En las vacías horas de la madrugada, Michael había empezado a tener dudas acerca de la existencia de Dios, ociosamente al principio y, luego, con obsesiva desesperación. Agitándose y revolviéndose hasta arrugar por completo las sábanas, yacía tendido, parpadeando en la oscuridad. Había rezado desde su niñez. Ahora se preguntaba a dónde iban dirigidas sus oraciones. ¿Y si sólo rezaba a la susurrante quietud de su dormitorio, proyectaba sus ambiciones y sus temores sobre millones de kilómetros de nada, o daba gracias a un poder no mayor que los gatos, que producían suaves y apagados sonidos al arañar con sus zarpas los postes de la calle que había bajo su ventana?
Después de que sus preguntas se hubieron hecho demasiado persistentes y su agitado insomnio le hubo conducido a Max Gross, luchó amargamente con el rabino, odiando su serena certidumbre. Los dos se hallaban sentados a la baqueteada mesa y se contemplaban mutuamente sobre las humeantes tazas de té, atentos al inminente combate.
—¿Qué es lo que quieres saber?
—¿Cómo puede estar seguro de que el hombre no imaginó a Dios porque tenía miedo de la oscuridad y el frío, porque necesitaba la protección de algo, aunque fuese su propia y estúpida imaginación?

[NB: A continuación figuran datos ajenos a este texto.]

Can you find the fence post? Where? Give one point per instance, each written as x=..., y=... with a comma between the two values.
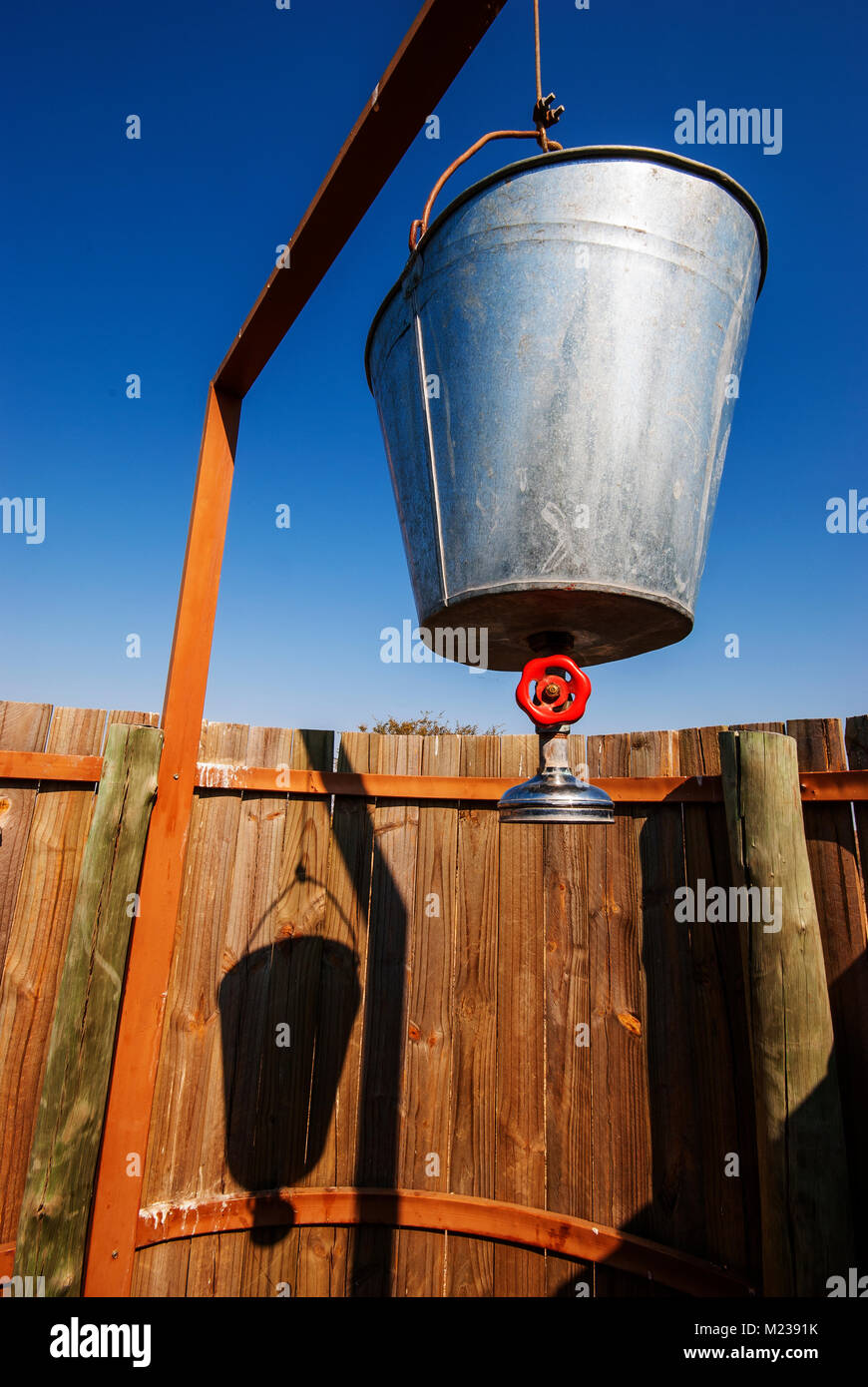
x=61, y=1175
x=800, y=1144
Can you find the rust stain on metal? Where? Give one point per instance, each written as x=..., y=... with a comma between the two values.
x=630, y=1023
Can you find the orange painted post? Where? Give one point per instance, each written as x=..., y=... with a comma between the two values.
x=113, y=1234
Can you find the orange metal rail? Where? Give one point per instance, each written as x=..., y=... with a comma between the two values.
x=817, y=786
x=433, y=1211
x=441, y=38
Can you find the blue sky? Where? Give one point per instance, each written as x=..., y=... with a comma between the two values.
x=143, y=256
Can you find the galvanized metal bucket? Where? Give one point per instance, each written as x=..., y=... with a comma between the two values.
x=556, y=372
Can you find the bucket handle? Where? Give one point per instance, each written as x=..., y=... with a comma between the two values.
x=420, y=227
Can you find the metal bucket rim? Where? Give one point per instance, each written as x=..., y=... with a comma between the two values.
x=584, y=153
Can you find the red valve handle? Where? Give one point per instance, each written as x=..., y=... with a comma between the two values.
x=577, y=689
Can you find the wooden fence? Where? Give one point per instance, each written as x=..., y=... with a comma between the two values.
x=405, y=996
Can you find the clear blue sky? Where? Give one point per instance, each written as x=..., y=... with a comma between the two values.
x=143, y=256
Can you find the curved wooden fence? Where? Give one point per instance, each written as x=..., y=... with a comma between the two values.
x=476, y=1060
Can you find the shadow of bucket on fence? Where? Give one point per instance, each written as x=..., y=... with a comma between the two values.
x=285, y=1014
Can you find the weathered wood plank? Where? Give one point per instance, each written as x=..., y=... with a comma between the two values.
x=520, y=1077
x=719, y=1043
x=568, y=1035
x=340, y=1009
x=192, y=1027
x=36, y=948
x=675, y=1215
x=287, y=1145
x=424, y=1142
x=386, y=1007
x=22, y=728
x=840, y=907
x=800, y=1141
x=474, y=1005
x=61, y=1173
x=620, y=1119
x=229, y=1127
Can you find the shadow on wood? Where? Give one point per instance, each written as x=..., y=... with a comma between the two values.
x=279, y=1102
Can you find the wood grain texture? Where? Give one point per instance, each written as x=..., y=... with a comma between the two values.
x=840, y=909
x=292, y=1141
x=620, y=1120
x=719, y=1048
x=424, y=1141
x=61, y=1172
x=191, y=1052
x=568, y=1035
x=520, y=1078
x=469, y=1269
x=22, y=728
x=36, y=946
x=341, y=1013
x=381, y=1091
x=800, y=1141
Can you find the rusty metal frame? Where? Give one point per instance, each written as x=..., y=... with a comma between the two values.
x=815, y=786
x=441, y=38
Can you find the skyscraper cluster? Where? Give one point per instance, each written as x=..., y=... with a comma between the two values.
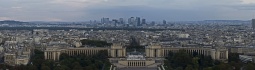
x=253, y=24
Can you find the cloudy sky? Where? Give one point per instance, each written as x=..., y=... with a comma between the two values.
x=83, y=10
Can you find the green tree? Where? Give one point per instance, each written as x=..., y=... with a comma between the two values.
x=45, y=68
x=249, y=66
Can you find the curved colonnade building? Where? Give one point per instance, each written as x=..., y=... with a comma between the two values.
x=154, y=54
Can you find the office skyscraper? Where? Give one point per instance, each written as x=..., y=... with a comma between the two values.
x=253, y=24
x=131, y=20
x=138, y=21
x=143, y=21
x=121, y=20
x=105, y=20
x=164, y=22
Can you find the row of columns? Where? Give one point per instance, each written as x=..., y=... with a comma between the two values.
x=136, y=63
x=118, y=52
x=190, y=51
x=153, y=52
x=84, y=51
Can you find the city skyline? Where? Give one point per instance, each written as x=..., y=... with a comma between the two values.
x=85, y=10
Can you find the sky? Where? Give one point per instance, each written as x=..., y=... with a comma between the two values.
x=155, y=10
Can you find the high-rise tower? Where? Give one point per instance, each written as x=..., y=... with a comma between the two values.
x=253, y=23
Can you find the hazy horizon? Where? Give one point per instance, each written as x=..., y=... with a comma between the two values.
x=157, y=10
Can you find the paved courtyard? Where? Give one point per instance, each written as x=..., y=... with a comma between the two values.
x=141, y=68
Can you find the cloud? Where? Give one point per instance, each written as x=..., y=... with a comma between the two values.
x=16, y=7
x=77, y=10
x=248, y=1
x=5, y=18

—¿Qué te hace pensar que fue eso lo que sucedió? —preguntó Max en tono sosegado.
—No sé lo que sucedió. Pero sé que ha habido vida sobre la Tierra durante más de mil millones de años. Y siempre, si se contemplan las culturas, encontramos algo a lo que rezar, una estatua de madera manchada de barro, o el sol, o un hongo, o un gran falo de piedra.
—¿Falo?
—Un potz.
—Ah. —Para un hombre que discutía con la voz de Label de Vorka, aquello era poco más que un ejercicio—. ¿Quién hizo a la gente que adoraba ídolos obscenos? ¿Quién creó la vida?
Un estudiante avanzado de Columbia podía contestar fácilmente a aquello.

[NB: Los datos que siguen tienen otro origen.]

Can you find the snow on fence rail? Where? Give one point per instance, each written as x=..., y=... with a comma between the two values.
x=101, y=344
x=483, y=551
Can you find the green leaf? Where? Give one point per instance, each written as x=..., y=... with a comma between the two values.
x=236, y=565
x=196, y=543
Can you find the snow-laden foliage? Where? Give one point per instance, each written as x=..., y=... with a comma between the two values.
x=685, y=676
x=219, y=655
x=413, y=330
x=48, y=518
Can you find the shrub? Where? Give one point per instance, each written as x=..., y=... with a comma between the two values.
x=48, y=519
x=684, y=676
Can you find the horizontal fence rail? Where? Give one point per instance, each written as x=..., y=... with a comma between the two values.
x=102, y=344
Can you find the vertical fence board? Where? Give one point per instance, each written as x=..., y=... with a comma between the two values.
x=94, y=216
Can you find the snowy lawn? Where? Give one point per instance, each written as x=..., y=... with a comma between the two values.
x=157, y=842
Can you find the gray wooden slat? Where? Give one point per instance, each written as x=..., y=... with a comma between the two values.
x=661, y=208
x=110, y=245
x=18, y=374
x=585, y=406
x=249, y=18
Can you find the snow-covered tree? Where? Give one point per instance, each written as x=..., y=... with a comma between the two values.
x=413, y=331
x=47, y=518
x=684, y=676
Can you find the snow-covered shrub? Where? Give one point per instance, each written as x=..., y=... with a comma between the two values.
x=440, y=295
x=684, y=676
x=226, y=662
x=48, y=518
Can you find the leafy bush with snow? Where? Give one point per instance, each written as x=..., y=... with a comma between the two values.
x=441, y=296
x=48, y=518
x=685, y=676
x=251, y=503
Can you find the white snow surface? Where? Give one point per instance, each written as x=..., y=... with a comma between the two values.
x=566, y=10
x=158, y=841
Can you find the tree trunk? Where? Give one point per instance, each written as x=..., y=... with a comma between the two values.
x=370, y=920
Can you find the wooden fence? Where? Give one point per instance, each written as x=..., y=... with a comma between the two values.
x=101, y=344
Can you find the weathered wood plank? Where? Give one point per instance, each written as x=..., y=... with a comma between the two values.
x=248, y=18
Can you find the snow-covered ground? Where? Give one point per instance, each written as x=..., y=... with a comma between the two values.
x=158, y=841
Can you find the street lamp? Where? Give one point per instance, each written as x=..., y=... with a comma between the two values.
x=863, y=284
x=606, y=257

—Un ruso llamado Oparin dice que la vida pudo haber empezado con la generación accidental de compuestos de carbono. —Miró a Gross, esperando ver la turbación del profano al ser llevado a una discusión científica, pero lo único que vio fue interés—. En el principio, la atmósfera de la Tierra carecía de oxígeno, pero tenía abundancia de metano, amoníaco y vapor de agua. Oparin cree que los relámpagos, al enviar electricidad a través de estas cosas, crearon aminoácidos sintéticos, de los cuales está hecha la vida. Luego, las moléculas orgánicas se desarrollaron durante millones de años en las charcas, y la selección natural dio como resultado complicadas criaturas, unas que se arrastraban por la tierra, otras que tenían pies palmeados, otras que inventaron a Dios. —Miró retadoramente al rabino Gross—. ¿Comprende lo que estoy diciendo?

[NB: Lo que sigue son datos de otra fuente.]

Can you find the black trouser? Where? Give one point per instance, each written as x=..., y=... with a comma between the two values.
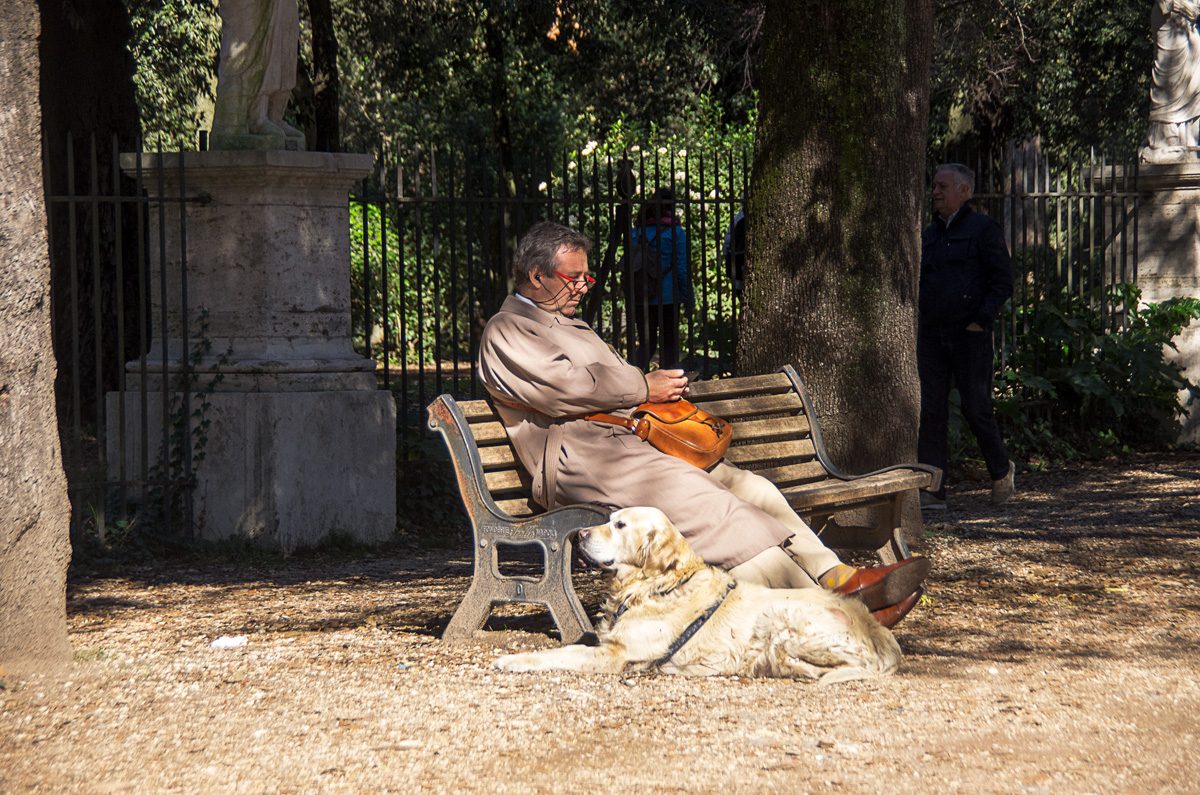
x=649, y=318
x=966, y=358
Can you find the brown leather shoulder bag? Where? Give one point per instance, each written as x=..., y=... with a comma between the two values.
x=677, y=429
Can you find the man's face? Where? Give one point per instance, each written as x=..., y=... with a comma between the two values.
x=949, y=192
x=562, y=291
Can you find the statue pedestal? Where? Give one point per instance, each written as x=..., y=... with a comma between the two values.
x=1169, y=256
x=295, y=438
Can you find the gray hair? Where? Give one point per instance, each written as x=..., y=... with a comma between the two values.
x=540, y=246
x=963, y=172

—Comprendo lo suficiente —repuso Max Gross, pellizcándose la barba—. Supongamos que es así. Entonces, déjame preguntarte: ¿Quién suministró el…, cómo lo llamas…, el metano, sí, y el amoníaco y el agua? ¿Y quién envió los relámpagos? Y el mundo en que pudo suceder todo esto tan maravilloso, ¿de dónde procedía?
Michael guardó silencio.
—¿De verdad no crees en Dios? —preguntó sonriente y con suavidad Gross.
—Creo que me he vuelto agnóstico.
—¿Qué es eso?
—Alguien que no está seguro de si Dios existe o no.
—No, no, no. Entonces, llámate ateo. Porque, ¿cómo puede nadie estar seguro de que Dios existe? Por tu definición, todos somos agnósticos. ¿Crees que yo tengo un conocimiento científico de Dios? ¿Puedo retroceder en el tiempo y estar allí cuando Dios habla a Israel o entrega los Mandamientos? Si pudiera hacerse esto, sólo habría una religión en el mundo; todos sabríamos qué grupo está en lo cierto.
—Pero los hombres suelen tomar partido por una u otra cosa.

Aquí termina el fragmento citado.